Nous avons déjà consacré un dossier à ces pratiques :
Nous avons également expliqué comment certaines de ces démarches avaient déjà conduit à l’indisponibilité temporaire de notre site, malgré le caractère journalistique des contenus concernés.
Ces expériences illustrent les difficultés auxquelles sont confrontés les médias indépendants lorsqu’ils publient des enquêtes sur des activités contestées ou controversées.
Notre position
Nous examinons avec attention chaque notification reçue et utilisons, lorsque cela apparaît justifié, les procédures de contestation prévues par les plateformes concernées.
Nous demeurons attachés au respect du droit d’auteur comme à celui de la liberté de la presse.
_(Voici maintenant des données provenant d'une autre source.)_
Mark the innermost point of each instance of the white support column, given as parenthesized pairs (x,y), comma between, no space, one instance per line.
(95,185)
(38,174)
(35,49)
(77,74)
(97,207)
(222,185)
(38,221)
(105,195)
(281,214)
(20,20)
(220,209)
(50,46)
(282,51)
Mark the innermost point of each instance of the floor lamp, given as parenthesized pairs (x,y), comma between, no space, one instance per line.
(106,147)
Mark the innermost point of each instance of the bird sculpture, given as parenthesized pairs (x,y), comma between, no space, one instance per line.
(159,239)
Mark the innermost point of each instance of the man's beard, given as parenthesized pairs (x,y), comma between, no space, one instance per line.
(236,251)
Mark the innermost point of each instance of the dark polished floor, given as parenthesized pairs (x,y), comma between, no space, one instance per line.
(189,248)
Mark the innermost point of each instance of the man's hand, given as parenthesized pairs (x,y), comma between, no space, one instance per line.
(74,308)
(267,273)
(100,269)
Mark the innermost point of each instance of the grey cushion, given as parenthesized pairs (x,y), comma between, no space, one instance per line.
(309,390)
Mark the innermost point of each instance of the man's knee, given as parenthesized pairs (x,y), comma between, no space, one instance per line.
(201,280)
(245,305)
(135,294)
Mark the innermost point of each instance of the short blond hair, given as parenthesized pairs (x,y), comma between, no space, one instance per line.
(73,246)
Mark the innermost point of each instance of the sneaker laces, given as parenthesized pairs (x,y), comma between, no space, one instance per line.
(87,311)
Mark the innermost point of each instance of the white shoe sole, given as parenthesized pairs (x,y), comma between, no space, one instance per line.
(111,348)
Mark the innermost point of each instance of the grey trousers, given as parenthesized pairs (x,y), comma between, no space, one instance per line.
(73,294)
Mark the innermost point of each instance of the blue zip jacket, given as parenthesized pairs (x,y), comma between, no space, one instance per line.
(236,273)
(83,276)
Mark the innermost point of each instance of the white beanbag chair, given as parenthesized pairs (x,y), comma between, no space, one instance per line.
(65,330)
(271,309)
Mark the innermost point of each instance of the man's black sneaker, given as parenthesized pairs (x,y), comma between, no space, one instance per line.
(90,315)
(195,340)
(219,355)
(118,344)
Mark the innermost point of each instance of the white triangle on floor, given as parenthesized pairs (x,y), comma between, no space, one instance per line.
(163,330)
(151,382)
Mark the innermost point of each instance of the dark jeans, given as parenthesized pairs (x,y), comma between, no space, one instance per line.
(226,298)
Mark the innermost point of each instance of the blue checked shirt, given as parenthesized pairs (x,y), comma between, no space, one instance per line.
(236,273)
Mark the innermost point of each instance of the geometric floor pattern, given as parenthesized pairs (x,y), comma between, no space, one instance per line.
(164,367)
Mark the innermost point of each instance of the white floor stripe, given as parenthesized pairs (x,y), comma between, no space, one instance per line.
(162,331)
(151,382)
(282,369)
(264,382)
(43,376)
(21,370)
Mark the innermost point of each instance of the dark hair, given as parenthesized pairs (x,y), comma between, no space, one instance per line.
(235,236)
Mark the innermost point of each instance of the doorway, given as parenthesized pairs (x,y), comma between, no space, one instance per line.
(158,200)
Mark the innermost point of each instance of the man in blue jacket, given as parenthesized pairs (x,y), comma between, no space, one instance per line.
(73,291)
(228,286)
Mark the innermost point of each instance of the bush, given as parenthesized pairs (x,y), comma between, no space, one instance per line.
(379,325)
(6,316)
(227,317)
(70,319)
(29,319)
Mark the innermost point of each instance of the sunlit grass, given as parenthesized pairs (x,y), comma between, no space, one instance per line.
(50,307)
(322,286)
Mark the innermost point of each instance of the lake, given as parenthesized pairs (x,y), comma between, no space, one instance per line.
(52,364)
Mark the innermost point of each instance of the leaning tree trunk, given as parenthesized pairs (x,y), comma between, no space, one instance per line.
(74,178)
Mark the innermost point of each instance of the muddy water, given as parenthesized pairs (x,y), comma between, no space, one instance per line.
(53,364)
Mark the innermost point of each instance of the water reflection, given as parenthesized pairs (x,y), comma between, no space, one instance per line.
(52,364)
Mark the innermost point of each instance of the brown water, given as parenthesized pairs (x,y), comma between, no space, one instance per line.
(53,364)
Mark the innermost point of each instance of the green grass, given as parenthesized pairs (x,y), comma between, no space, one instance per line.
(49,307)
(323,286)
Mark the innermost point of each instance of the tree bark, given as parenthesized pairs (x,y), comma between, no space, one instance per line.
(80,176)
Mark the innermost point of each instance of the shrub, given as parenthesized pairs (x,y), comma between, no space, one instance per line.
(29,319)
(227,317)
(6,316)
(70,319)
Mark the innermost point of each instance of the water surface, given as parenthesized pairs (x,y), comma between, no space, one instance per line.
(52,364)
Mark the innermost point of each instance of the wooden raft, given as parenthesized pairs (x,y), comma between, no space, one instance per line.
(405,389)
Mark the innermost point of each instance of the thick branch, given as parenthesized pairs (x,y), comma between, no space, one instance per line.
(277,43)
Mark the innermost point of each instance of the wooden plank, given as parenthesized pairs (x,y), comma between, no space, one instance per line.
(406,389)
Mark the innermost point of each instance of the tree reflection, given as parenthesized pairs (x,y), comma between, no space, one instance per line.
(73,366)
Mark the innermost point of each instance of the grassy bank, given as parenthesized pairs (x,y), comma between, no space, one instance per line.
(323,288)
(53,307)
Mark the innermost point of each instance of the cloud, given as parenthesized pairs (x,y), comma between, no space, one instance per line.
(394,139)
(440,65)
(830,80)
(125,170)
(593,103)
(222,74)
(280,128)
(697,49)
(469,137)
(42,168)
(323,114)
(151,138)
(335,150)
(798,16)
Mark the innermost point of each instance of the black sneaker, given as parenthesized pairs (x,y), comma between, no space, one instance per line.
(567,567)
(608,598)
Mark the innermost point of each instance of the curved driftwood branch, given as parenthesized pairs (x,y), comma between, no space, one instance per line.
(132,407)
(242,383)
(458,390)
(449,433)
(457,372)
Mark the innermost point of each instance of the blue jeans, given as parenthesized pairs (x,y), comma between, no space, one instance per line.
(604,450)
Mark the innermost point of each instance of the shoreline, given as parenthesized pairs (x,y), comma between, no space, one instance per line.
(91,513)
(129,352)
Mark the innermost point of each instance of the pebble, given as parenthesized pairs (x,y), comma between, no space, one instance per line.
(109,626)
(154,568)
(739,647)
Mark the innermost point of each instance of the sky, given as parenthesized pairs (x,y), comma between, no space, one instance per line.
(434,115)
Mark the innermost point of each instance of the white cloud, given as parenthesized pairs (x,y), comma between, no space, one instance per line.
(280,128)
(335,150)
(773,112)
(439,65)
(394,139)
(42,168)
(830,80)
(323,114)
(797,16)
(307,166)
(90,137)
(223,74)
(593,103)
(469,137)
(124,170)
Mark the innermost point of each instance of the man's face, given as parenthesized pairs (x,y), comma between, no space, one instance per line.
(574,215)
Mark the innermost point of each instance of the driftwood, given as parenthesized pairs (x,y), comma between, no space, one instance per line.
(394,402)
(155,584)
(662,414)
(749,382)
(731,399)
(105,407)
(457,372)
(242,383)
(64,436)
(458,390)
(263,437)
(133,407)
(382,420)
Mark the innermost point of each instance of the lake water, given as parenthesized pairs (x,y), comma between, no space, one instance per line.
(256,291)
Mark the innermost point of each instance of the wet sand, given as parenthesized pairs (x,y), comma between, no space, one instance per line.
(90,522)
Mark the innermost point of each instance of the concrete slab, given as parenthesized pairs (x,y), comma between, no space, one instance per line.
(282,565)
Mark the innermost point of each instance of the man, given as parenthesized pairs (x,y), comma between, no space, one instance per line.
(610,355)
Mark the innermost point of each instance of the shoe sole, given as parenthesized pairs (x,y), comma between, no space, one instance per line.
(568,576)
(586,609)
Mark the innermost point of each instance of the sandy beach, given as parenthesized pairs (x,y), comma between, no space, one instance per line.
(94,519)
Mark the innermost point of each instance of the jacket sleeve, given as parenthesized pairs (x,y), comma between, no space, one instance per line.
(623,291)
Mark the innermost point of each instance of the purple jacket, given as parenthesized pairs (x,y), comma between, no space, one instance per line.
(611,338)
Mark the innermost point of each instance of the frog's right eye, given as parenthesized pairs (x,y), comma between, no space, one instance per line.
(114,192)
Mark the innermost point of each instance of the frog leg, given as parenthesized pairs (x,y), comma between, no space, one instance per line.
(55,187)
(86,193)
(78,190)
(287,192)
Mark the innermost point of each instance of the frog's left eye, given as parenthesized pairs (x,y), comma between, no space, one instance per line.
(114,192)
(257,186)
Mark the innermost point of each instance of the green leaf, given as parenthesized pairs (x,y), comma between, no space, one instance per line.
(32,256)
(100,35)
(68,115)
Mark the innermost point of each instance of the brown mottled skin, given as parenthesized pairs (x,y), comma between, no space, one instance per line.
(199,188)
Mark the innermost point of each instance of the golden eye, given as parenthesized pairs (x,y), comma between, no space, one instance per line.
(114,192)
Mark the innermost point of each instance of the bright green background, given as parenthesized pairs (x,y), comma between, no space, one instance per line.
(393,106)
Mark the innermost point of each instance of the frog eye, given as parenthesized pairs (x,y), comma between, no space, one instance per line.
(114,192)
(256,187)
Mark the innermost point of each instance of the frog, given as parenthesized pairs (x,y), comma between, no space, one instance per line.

Lorsqu’une erreur est démontrée, elle doit naturellement être corrigée. En revanche, lorsqu’une demande vise essentiellement à réduire la visibilité d’un contenu journalistique sans débat contradictoire devant une juridiction compétente, il nous paraît légitime d’en informer nos lecteurs.
L’information sur les risques liés aux plateformes d’investissement et aux escroqueries financières constitue une mission d’intérêt général. Nous continuerons donc à publier des analyses documentées et à rendre publiques les tentatives de suppression dont elles peuvent faire l’objet.